GCP training may include classroom teaching, online modules, self-study, or homework assignments. Although online training is recognized, swissethics strongly recommends completing the course (or part of it) with face-to-face (F2F) training. An online knowledge-assessment test must be completed within two weeks after the end of the GCP course.

Objectives:

• By the end of the course, participants are able to describe the different types of human research and the applicable Swiss laws and regulations.

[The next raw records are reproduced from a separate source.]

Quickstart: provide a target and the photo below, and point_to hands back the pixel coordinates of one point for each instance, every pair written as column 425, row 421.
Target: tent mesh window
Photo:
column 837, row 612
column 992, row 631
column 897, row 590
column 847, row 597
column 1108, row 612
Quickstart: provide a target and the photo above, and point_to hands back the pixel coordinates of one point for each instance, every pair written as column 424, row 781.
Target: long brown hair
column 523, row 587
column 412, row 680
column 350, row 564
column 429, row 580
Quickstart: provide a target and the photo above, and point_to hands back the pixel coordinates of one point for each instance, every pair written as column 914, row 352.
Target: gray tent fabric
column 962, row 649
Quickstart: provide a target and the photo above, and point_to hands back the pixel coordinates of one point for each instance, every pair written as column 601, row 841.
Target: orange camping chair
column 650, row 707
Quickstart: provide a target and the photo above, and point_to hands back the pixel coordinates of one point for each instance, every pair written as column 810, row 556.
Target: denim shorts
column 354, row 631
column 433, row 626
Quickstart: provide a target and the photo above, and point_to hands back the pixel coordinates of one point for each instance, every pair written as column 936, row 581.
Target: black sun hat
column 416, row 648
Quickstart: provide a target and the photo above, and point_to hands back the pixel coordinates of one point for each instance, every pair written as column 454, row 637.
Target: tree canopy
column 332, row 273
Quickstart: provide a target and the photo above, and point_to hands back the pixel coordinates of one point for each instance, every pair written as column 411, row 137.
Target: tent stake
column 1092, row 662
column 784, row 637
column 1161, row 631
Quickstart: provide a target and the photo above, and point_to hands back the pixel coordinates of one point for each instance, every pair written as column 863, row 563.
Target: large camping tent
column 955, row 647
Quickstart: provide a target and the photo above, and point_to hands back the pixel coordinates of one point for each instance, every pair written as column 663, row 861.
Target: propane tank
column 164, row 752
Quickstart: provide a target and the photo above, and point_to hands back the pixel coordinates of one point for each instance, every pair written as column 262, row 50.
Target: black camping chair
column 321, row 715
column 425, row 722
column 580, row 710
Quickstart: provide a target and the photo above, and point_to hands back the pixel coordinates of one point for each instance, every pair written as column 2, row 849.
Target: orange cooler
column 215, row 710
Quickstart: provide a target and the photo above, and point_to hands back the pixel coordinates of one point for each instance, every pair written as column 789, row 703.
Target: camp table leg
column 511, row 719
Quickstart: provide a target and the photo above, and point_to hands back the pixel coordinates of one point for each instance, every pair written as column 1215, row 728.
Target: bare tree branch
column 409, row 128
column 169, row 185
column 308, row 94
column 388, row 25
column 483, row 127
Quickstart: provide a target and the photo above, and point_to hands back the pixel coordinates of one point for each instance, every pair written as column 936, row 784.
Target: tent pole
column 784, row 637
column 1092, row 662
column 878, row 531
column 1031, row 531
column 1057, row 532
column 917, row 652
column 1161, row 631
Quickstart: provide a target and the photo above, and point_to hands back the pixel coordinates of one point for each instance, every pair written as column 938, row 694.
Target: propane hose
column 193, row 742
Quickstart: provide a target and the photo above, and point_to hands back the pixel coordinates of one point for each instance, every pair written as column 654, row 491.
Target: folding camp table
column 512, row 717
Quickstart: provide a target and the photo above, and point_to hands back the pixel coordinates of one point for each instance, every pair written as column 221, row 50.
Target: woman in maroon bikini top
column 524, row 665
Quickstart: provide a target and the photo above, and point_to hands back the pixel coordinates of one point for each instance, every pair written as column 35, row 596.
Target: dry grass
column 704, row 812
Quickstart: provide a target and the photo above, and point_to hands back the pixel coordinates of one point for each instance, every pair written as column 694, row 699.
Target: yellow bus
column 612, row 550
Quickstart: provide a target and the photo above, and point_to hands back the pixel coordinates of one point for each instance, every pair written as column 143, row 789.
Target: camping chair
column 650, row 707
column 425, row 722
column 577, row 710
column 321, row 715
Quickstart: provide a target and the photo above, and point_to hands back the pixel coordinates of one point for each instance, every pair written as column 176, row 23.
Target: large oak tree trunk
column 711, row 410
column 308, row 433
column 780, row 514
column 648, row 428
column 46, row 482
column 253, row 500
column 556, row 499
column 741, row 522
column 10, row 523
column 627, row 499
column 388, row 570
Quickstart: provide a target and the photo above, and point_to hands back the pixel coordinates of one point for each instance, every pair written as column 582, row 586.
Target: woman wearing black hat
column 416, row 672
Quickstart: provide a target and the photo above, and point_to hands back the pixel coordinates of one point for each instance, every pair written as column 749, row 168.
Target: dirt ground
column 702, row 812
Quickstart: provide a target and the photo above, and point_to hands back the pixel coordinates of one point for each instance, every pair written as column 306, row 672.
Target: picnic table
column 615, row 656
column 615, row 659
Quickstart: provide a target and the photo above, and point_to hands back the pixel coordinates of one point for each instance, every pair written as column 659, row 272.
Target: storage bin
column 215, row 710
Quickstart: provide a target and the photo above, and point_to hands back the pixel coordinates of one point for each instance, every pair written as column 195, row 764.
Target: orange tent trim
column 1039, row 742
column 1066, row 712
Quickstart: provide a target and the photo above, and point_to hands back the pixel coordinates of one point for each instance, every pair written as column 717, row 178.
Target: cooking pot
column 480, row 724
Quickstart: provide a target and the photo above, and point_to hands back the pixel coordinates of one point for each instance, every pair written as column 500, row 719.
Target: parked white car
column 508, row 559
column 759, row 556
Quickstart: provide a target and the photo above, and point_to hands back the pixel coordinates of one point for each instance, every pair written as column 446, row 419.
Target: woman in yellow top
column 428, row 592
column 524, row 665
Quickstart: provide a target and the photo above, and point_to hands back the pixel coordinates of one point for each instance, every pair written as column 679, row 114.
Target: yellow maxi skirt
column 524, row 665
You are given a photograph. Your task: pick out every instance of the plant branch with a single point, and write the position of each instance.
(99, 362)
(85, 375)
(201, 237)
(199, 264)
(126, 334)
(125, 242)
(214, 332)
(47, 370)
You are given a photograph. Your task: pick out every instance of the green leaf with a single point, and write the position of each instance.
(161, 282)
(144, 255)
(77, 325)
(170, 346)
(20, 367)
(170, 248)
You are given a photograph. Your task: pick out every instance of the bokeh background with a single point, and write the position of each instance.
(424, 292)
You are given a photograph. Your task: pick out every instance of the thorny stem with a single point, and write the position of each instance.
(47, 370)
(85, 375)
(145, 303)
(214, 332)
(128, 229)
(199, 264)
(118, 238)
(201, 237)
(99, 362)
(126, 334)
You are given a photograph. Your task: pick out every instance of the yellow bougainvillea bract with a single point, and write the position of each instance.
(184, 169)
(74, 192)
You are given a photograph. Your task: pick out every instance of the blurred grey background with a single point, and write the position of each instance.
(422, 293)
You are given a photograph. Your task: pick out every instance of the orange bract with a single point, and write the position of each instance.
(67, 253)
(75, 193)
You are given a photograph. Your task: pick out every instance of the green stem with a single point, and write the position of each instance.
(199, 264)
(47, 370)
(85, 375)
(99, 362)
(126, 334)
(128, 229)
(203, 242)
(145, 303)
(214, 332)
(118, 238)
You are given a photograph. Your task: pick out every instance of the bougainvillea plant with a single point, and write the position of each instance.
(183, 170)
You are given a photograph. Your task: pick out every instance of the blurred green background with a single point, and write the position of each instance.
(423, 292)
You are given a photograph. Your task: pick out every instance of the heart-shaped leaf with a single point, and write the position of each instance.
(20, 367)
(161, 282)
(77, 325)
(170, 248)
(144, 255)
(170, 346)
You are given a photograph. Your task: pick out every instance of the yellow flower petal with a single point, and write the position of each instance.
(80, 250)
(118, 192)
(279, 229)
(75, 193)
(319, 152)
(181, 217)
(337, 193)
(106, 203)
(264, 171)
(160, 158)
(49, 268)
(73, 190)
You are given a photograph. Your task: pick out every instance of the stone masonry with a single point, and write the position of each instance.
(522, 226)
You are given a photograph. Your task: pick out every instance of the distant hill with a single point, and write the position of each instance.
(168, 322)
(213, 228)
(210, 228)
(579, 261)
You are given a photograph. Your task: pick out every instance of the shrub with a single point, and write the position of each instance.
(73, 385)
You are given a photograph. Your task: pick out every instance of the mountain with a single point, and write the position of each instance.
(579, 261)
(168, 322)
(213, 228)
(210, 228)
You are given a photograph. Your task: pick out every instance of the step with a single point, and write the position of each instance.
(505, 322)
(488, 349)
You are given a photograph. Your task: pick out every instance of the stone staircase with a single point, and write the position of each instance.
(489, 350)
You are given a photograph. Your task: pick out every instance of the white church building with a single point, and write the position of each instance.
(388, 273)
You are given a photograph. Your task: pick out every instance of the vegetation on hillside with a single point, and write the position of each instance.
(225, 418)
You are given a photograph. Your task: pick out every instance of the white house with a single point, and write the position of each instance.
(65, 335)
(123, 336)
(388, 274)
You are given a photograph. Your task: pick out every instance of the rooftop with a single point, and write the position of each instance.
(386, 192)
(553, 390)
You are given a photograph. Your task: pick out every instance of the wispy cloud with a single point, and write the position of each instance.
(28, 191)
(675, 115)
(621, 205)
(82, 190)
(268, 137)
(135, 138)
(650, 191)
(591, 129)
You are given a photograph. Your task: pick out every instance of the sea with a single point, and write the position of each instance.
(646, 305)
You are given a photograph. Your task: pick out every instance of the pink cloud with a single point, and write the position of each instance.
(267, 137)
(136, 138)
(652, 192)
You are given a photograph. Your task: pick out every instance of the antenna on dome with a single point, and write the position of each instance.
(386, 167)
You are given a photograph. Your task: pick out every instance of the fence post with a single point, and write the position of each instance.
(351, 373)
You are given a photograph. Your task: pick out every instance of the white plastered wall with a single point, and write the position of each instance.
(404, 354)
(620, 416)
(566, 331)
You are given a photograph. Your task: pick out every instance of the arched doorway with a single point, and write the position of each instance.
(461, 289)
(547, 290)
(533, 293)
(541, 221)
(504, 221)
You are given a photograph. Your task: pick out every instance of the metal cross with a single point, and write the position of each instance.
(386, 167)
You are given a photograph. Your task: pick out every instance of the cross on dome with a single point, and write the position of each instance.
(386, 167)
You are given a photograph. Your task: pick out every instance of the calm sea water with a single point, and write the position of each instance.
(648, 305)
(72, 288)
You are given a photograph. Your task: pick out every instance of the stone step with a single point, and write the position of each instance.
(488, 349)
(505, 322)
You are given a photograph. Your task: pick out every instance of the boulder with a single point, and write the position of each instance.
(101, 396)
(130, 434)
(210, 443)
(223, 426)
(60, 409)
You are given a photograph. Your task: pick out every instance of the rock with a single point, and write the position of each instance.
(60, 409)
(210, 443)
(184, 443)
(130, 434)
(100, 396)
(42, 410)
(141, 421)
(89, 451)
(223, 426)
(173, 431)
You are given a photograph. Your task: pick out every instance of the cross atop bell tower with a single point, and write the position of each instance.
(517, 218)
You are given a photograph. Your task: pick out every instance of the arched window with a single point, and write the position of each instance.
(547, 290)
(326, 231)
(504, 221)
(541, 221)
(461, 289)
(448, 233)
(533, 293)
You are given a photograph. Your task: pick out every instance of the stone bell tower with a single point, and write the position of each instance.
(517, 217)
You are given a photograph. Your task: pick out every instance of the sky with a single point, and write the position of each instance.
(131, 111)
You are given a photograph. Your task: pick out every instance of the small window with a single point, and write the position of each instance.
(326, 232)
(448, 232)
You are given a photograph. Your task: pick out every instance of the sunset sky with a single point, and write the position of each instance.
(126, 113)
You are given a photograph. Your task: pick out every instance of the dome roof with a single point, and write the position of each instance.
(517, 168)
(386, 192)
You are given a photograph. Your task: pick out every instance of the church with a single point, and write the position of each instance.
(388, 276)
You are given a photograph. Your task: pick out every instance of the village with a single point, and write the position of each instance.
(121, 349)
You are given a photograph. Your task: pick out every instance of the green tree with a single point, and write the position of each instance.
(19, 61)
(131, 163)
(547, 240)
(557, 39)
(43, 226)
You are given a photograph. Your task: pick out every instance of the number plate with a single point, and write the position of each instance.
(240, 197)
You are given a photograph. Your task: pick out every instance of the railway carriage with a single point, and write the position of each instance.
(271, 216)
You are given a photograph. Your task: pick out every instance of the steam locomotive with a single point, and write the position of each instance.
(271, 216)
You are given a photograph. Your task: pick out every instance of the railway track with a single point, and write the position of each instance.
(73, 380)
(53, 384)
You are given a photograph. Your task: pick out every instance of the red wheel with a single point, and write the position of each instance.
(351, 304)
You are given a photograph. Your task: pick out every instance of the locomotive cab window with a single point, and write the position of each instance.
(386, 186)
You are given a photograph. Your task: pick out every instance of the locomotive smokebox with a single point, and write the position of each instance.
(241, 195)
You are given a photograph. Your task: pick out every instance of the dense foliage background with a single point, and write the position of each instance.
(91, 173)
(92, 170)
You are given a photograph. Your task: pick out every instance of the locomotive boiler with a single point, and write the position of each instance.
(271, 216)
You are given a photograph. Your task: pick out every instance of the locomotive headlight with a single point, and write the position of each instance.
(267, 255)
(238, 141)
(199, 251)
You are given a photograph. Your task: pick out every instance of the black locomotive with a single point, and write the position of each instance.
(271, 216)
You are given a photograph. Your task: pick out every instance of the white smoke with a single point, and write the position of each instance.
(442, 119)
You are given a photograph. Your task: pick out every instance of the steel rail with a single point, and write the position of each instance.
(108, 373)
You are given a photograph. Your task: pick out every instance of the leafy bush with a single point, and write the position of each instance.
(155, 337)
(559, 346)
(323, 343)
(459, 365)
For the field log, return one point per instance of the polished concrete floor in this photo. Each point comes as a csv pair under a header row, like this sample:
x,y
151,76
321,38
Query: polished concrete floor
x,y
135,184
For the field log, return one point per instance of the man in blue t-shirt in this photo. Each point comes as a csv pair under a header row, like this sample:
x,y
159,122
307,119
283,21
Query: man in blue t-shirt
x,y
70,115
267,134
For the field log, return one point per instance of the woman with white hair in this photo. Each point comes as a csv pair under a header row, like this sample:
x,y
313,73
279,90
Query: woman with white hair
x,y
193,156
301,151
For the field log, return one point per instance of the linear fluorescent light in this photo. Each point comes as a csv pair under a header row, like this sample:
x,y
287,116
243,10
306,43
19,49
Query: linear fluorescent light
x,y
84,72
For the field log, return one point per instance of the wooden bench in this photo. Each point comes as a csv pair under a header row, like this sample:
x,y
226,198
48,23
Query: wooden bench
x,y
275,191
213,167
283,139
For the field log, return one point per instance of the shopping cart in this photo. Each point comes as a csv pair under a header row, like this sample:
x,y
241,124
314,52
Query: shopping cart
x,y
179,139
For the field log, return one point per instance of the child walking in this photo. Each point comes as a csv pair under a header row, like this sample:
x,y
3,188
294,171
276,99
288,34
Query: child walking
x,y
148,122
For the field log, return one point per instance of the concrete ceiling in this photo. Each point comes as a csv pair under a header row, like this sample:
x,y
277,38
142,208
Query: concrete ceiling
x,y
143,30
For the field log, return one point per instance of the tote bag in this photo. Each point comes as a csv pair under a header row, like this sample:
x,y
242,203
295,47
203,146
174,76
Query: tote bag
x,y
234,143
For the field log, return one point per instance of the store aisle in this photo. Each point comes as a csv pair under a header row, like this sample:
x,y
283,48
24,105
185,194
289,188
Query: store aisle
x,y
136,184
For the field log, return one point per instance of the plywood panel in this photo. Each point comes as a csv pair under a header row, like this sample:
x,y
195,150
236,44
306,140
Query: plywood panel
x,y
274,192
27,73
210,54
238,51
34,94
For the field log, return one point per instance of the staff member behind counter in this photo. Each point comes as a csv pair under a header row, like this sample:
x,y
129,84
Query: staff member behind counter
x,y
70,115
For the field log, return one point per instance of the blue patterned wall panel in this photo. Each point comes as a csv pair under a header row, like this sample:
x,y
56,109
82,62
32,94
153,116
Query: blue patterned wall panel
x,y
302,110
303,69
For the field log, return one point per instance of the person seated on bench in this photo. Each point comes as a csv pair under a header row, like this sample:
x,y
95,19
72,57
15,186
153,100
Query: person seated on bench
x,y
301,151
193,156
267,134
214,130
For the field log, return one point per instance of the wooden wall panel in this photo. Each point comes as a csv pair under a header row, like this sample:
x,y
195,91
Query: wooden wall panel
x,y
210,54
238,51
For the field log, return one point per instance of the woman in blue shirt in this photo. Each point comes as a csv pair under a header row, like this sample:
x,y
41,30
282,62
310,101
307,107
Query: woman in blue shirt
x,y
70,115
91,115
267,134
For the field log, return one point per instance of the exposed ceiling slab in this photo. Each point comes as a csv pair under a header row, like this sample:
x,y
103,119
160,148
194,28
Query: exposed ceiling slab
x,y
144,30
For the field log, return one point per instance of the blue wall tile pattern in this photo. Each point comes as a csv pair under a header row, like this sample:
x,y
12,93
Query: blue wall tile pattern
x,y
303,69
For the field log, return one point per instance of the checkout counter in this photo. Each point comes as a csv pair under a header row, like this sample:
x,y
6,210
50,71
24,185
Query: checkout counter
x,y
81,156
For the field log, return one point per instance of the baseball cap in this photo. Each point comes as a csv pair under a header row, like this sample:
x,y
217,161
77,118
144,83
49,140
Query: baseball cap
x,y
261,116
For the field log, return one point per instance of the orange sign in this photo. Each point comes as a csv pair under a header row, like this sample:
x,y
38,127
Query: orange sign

• By the end of the course, participants are able to assess the feasibility of a study in terms of patient recruitment, required resources and logistics, time, budget, and regulatory obligations. They are able to list the roles and responsibilities of all individuals involved in the research study and understand their working relationships. They are familiar with the essential study documents and their purpose.
• By the end of the course, participants know how to conduct a clinical trial. They understand the roles and responsibilities of the investigator and study staff, the tools and documents required, how to track and retain study data, and how to manage the study throughout its duration. They are familiar with the informed consent process, subject safety management and adverse event reporting, as well as the handling, storage, and documentation of investigational medicinal products and medical devices.
• Participants are updated on new developments in clinical research and current topics (new regulations and guidelines, new operational approaches and tools, etc.).